Für die Gemeinde Altrip und die vielen Mitglieder der BIHN war der Besuch in Luxemburg ein besonderes Erlebnis, nicht zuletzt deshalb weil die EU-Kommission offensichtlich an der Seite der Poldergegner steht, was Dr. Günter Wilms in seiner Stellungnahme klar vermittelte. Er stützte die Ausführungen des Rechtsvertreters der Gemeinde Altrip, Wolfgang Baumann. Dabei berief er sich unter anderem auf die Aarhus-Konvention, ein im Juni 1998 unterzeichneter völkerrechtlicher Vertrag, der jeder Person Rechte im Umweltschutz zuschreibt. Die Rechte bestehen in der Information über Umweltfragen, in der Beteiligung an Verwaltungsverfahren zu Projekten mit Umweltauswirkungen sowie in der Möglichkeit, Klage gegen Umweltbeeinträchtigungen zu führen. Damit wird jedem Bürger das Recht auf Klage eingeräumt.
Der Europäische Gerichtshof hatte bereits im Mai 2011 der Bundesrepublik Deutschland eine herbe Absage erteilt. Damals hatte die Bundesregierung versucht, die Verbandsklage zu beschneiden. Das Gericht stellte klar, dass die Aarhus-Konvention und der EU-Mindeststandard eingehalten werden müssen. Die Richter in Luxemburg machten darüber hinaus deutlich, dass das deutsche Umweltrechtsbehelfsgesetz in seiner jetzigen Fassung die vom Europarecht garantierten Standards verletzt. Die Klage ins Rollen gebracht hatte damals der Umweltverband BUND.

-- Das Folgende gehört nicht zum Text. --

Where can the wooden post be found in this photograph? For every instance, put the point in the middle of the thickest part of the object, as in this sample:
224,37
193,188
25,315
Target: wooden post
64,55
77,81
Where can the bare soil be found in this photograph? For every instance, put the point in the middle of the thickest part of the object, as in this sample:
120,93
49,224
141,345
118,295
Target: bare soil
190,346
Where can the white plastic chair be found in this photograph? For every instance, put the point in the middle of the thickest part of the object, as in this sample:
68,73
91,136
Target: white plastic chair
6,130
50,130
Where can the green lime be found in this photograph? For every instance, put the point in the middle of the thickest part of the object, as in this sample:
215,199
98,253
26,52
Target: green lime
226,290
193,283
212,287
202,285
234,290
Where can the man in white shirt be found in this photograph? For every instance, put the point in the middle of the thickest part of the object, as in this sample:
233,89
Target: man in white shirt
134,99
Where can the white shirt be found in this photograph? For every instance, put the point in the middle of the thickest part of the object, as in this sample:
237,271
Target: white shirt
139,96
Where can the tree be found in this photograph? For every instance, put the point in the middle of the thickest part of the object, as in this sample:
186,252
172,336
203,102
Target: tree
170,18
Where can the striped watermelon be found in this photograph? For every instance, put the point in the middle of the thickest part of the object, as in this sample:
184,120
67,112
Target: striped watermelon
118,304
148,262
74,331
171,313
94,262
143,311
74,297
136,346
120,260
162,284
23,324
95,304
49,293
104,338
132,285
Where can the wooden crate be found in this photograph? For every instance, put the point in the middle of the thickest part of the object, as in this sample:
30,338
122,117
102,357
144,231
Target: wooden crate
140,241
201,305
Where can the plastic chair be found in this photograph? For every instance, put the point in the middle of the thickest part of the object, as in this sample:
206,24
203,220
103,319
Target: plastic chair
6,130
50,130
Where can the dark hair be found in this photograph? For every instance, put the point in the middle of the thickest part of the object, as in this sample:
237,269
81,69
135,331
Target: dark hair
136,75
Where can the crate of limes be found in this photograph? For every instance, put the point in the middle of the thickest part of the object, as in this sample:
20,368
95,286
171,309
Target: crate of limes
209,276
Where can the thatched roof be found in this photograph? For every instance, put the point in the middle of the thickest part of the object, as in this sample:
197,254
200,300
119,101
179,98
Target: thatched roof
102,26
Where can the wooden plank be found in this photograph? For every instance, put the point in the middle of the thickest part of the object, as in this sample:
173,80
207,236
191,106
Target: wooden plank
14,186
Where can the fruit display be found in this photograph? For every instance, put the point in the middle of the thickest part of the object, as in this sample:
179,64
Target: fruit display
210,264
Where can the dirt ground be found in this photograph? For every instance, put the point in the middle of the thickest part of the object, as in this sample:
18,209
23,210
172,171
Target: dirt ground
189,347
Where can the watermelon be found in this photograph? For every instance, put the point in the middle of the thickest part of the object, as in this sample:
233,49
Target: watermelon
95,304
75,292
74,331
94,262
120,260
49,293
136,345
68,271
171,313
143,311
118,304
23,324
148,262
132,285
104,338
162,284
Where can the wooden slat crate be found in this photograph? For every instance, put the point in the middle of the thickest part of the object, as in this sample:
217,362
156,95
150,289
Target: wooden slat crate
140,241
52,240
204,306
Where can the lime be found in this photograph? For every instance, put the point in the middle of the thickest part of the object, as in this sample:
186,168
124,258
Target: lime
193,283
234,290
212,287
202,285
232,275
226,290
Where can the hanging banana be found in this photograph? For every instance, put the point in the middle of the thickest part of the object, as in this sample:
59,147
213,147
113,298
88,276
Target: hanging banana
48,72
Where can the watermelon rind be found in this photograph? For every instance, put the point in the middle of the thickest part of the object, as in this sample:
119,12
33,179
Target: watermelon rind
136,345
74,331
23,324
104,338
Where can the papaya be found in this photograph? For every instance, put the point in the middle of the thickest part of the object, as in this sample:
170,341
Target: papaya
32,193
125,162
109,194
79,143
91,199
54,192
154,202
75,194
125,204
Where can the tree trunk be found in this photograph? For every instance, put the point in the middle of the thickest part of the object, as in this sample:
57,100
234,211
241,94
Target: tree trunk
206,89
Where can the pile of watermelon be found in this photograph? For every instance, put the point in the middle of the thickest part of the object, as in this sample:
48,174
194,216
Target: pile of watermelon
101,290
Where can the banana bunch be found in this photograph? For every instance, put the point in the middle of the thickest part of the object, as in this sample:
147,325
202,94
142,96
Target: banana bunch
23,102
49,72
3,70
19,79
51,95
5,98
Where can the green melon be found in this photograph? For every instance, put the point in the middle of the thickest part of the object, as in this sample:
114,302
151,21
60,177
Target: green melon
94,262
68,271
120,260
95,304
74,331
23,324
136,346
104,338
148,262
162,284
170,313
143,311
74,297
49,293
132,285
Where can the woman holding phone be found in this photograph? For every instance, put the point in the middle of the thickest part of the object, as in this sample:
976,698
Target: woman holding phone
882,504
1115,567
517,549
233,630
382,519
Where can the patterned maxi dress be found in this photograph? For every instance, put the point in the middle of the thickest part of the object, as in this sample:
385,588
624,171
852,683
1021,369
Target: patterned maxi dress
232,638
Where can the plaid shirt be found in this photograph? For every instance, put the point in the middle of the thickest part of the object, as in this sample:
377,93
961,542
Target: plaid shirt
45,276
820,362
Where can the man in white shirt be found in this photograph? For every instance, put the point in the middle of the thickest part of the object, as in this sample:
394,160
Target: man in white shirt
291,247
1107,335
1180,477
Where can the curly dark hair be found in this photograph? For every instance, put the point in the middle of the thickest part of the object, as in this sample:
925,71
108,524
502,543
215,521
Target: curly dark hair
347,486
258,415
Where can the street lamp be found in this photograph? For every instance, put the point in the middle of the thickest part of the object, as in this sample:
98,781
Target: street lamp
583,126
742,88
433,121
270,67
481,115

Im aktuellen Fall, das Vorabentscheidungsersuchen C-72/12 der Gemeinde Altrip mit zwei Privatklägern hatte lediglich Irland der Bundesrepublik den Rücken gestärkt. Die Argumente des Landes Rheinland-Pfalz und der BRD vertrat Rechtsanwältin Ariane Wiedmann, die nach ihren Ausführungen etliche Fragen von Generalanwalt Pedro Cruz Villalón beantworten musste, ebenso ihre irische Kollegin Eileen Creedon. Dass die Verhandlung so viele Besucher gelockt hatte, lag wohl auch daran, dass sich der Ausgang des Verfahrens auf alle 27 Mitgliedsstaaten der europäischen Union auswirken wird, begründete Wolfgang Bauer das Interesse und wertete die Haltung der EU-Kommission durchweg positiv: „ Das ist schon mal nicht schlecht". Mit einer Entscheidung rechnet er noch in diesem Jahr. Zuvor wird der Generalanwalt jedoch am 25. April dem Gericht unter Vorsitz von Präsidentin Rosario Silva de Lapuerta seine Anträge vorlegen. Sollte die Entscheidung zugunsten der Gemeinde Altrip ausfallen, musste das Oberverwaltungsgericht den Fall wieder an das Oberverwaltungsgericht in Koblenz verweisen, wo das Verfahren dann neu aufgerollt wird. Es bleibt also spannend.